Welcome to the 12th installment of our 2020 Pride Month Series! Each day in the month of June, we will be highlighting a different member of the LGBTQ+ community who we think is a great example of representation and dynamic characterization. We will focus on fictional characters, celebrities, and activists alike – the positive voices within the LGBTQ+ community and in mainstream media.
Batwoman first flew onto our screens during the “Elseworlds” crossover event on The CW. Joining forces with The Flash, Arrow, and Supergirl, we got a quick glimpse of Kate Kane. It did the trick, and viewers were excited for more.
There are a lot of superheroes out there, but there is one thing that sets Batwoman apart from the rest: Kate Kane is an out lesbian. Kate is someone who is not afraid to be who she is.
When she was in the military academy, she fell in love with Sophie (played by Meagan Tandy). Unfortunately, it was during a time of “don’t ask, don’t tell.” Getting caught was a turning point for them. Kate was never going to be silent about who she was and wanted to run away with Sophie. Sophie, however, chose to be silent. She was afraid to be out, and she didn’t want to hurt her career.
Their paths would cross again, with Sophie working for Crows Security, led by Kate’s dad Jacob Kane. Things are awkward between the two, especially when Kate is introduced to Sophie’s husband. Despite the tension, Kate still often would work with Sophie. Both as herself and donning the cape and cowl. In fact, a powerful LGBTQ+ moment happens during one of these meetings.
Kate and Sophie meet at a fancy restaurant. With the topic of discussion serious and feelings still stirring between them, Kate reaches for Sophie’s hand. A small, but sweet, gesture. Except the manager sees this, and quietly asks them to leave the restaurant. Kate is having none of it, loudly speaking out against the hate. Nonetheless, they leave. What happens next would have everyone cheering. Kate buys the place across the street. She makes it a gay bar, welcome to everyone. And the iconic statement? She hangs a giant rainbow flag in the window for all to see, including the restaurant across the street. Way to go, Kate!
Another powerful moment happens when Batwoman herself comes out. There’s no doubt that superhero identities stay a secret. Their lives stay private when they put on the mask. Except that can often complicate matters.
When Batwoman keeps crossing paths with a male cop, both end up saving each other. The people of Gotham City become obsessed with the story, shipping the two together. This puts Kate in a tough spot. Does she reveal a part of herself to the public or deal with it. Meanwhile, she meets a cyberterrorist named Parker (who is later reformed) who was outed before she was ready. Alice (Kate’s sister, and the big bad of the show) kidnaps Parker, and tries to get Parker to our Kate.
The thing about a good hacker is they can use technology to their advantage. She makes Alice believe that Kate was outed, when in reality she wasn’t. Kate comes out anyway, her article, written by Kara Danvers (Supergirl), making the cover.

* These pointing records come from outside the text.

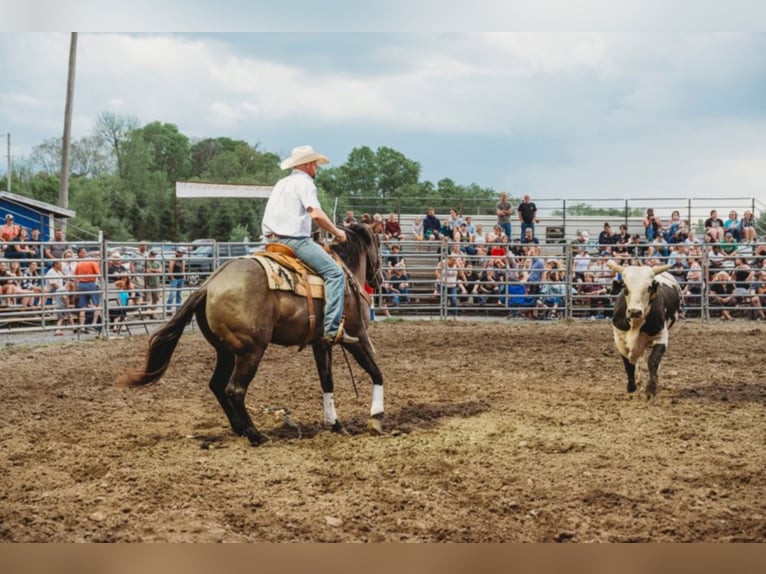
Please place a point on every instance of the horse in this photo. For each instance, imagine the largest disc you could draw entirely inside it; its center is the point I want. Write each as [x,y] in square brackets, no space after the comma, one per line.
[240,316]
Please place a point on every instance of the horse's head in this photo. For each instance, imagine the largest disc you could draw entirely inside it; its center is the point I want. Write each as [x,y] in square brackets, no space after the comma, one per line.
[362,246]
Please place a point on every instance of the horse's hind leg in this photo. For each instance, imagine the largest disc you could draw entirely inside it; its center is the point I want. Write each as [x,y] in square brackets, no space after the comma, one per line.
[323,359]
[224,367]
[365,356]
[245,367]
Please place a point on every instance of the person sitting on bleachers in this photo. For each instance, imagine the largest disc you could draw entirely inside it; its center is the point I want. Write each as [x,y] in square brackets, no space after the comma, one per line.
[391,228]
[722,295]
[431,225]
[32,285]
[731,225]
[59,287]
[747,230]
[606,239]
[399,286]
[713,227]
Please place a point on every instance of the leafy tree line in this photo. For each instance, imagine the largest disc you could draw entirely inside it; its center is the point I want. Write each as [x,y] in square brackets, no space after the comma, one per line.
[123,182]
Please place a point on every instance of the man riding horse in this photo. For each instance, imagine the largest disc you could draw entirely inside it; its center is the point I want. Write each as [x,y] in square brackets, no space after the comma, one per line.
[291,208]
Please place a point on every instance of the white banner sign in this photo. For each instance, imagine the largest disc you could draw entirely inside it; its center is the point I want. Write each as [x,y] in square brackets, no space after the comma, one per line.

It is a moment where art imitates life. Parker sees the magazine and smiles. There’s a superhero like her, out and proud. Likewise, we LGBTQ+ viewers have a superhero to look up to. What helps the cause even more is that Kate is played by Ruby Rose, who is out and proud herself. Representation matters.
It is moments like these that makes Batwoman so special. It is a realistic and familiar part of a superhero show. Viewers can watch and see moments they can relate to — a hero they can relate to. We see the ups and downs of love and society. We see the power representation has on the public. It is powerful.

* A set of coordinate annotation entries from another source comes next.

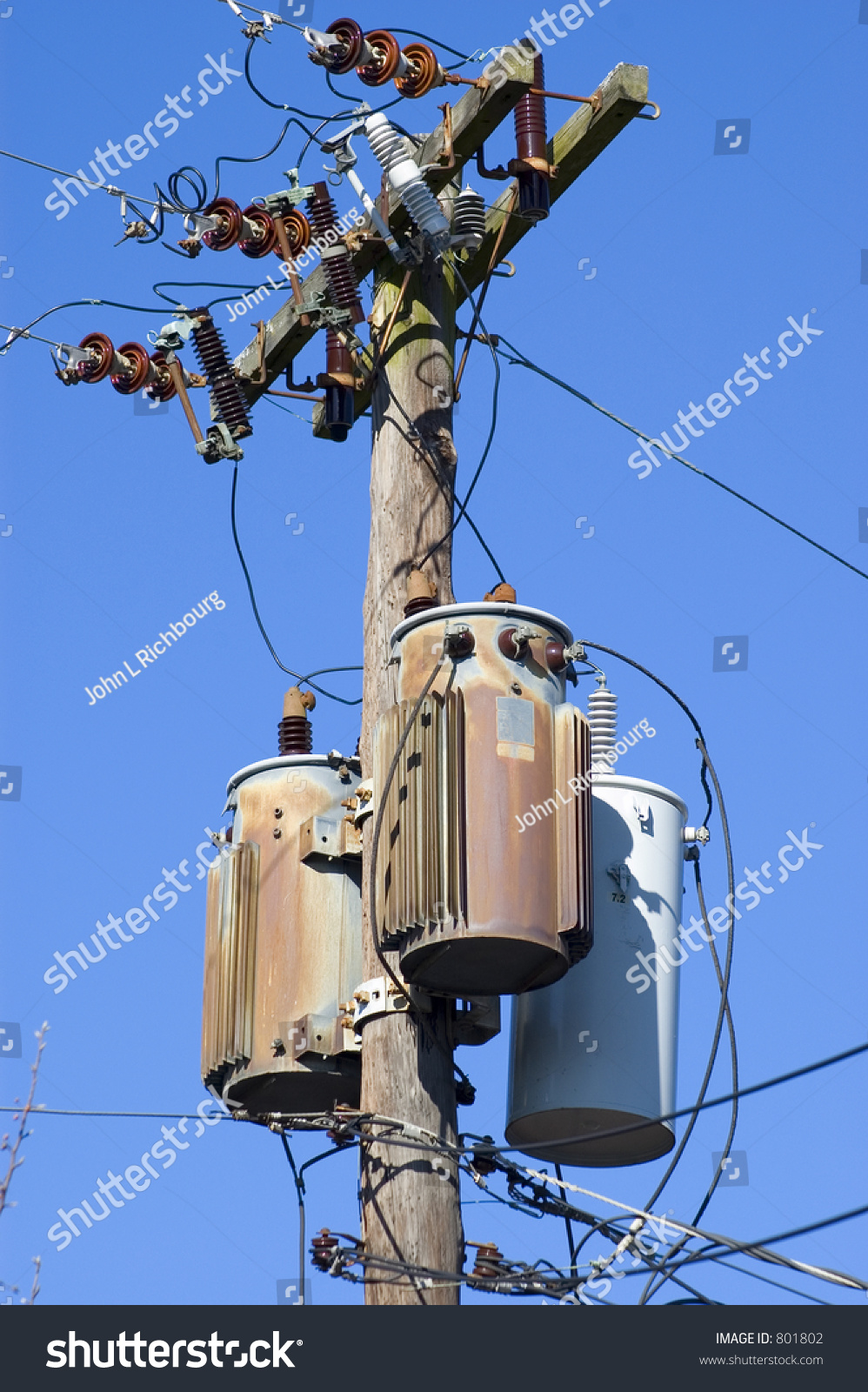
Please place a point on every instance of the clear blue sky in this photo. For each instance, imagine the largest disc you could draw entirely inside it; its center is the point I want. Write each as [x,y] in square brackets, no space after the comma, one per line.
[118,528]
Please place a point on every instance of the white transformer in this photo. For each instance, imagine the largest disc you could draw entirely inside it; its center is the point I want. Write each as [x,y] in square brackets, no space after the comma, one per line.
[597,1050]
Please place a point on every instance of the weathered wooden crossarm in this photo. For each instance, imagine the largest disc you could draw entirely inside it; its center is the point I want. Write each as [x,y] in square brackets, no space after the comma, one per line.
[475,116]
[573,148]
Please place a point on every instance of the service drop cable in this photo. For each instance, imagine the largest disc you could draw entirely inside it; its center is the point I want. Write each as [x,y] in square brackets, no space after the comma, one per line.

While Ruby Rose has since left the show, and Batwoman will head into a new direction with season 2, we will still find representation moving forward. The creators have made an all new lead character to put on the cape and cowl. She may be different than Kate in personality, but the one thing they have in common is that this new character is also a lesbian. Moreso, the new character will be played by an LGBTQ+ actor. A huge thank you to the creators for making sure we still have a hero we can look up to.

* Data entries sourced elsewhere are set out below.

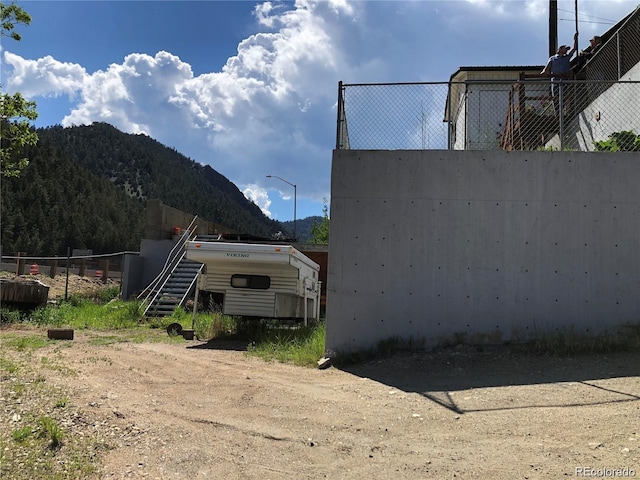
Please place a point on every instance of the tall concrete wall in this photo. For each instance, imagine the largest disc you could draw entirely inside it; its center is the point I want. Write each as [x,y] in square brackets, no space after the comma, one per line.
[500,246]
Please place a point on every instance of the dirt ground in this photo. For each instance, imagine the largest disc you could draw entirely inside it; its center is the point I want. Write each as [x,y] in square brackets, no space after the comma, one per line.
[59,285]
[208,411]
[197,410]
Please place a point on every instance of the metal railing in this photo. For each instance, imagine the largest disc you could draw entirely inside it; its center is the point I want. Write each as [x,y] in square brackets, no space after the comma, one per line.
[483,115]
[173,259]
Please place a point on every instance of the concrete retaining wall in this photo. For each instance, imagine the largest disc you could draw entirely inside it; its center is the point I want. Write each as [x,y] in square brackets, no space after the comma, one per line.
[497,246]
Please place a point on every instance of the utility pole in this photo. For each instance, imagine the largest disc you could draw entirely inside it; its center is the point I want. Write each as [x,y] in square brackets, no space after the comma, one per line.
[553,27]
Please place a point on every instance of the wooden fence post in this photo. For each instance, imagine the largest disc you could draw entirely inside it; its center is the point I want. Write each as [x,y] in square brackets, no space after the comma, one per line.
[53,271]
[105,270]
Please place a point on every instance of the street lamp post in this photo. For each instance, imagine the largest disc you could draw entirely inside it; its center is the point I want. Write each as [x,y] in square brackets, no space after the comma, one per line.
[295,201]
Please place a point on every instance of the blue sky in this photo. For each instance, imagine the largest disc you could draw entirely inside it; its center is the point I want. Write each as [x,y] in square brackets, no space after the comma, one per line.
[250,88]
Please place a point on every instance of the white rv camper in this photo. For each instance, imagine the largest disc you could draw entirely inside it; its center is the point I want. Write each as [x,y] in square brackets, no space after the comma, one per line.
[258,280]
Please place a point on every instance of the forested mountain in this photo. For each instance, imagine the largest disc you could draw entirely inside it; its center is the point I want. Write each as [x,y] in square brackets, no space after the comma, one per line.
[86,187]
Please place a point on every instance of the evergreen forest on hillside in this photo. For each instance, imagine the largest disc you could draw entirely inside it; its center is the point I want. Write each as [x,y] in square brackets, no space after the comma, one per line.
[86,187]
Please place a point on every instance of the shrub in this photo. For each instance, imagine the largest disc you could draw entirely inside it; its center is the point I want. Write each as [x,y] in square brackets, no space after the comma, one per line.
[625,141]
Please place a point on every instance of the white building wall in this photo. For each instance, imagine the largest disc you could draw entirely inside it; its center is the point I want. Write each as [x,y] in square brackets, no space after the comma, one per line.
[500,246]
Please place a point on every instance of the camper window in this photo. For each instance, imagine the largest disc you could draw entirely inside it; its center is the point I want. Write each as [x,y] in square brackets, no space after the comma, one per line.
[256,282]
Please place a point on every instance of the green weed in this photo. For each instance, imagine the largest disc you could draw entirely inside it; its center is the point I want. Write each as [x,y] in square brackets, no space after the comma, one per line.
[22,434]
[51,431]
[301,346]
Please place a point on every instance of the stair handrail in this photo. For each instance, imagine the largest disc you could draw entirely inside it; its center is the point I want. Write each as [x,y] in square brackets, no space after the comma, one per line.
[176,253]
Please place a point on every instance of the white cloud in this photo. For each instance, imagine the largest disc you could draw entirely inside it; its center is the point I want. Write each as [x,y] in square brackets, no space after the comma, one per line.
[44,77]
[270,107]
[259,196]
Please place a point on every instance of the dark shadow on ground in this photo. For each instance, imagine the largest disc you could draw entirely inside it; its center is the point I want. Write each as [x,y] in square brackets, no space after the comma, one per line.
[450,377]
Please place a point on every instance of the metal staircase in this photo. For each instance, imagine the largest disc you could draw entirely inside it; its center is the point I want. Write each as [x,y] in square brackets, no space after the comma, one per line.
[175,283]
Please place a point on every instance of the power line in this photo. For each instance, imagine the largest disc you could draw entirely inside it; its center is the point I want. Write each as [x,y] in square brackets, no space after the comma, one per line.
[586,15]
[587,21]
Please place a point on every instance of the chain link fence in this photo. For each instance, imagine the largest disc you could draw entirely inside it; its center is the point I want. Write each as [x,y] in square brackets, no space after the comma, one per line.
[600,100]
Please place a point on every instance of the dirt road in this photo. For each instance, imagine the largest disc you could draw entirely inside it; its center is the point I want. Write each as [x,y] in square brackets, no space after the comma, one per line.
[208,411]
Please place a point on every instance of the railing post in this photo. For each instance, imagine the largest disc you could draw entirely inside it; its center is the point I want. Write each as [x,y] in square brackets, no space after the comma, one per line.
[561,113]
[450,122]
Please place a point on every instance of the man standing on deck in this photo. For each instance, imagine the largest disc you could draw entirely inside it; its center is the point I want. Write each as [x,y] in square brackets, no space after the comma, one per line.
[559,69]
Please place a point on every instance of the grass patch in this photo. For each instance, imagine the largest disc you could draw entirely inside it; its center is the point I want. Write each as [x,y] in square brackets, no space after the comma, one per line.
[567,341]
[24,344]
[34,445]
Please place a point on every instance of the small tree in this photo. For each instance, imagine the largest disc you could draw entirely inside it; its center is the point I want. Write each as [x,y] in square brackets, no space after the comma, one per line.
[320,231]
[16,113]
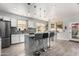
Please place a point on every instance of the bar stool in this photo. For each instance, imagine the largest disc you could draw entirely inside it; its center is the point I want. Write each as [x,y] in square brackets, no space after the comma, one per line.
[51,35]
[45,40]
[38,37]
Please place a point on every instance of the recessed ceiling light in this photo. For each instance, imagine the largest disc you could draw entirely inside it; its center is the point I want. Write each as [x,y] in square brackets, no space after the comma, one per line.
[28,3]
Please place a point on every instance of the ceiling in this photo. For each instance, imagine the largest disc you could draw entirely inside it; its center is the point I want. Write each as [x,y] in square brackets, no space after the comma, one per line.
[42,11]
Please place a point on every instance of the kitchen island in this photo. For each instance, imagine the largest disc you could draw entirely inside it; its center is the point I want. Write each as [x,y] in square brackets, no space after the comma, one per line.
[35,42]
[0,46]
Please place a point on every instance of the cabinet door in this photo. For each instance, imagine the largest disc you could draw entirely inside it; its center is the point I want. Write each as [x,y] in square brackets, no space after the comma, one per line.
[21,38]
[13,22]
[15,39]
[31,24]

I am interested to see where these new paths lead in Batwoman. I’m even more excited to see that LGBTQ+ representation will continue within the show. I hope that it sparks inspiration among comic creators and that we will see even more representation in our comic books, shows, and movies!
Batwoman will return January 2021 for season two. You can stream season one on HBO Max and The CW app.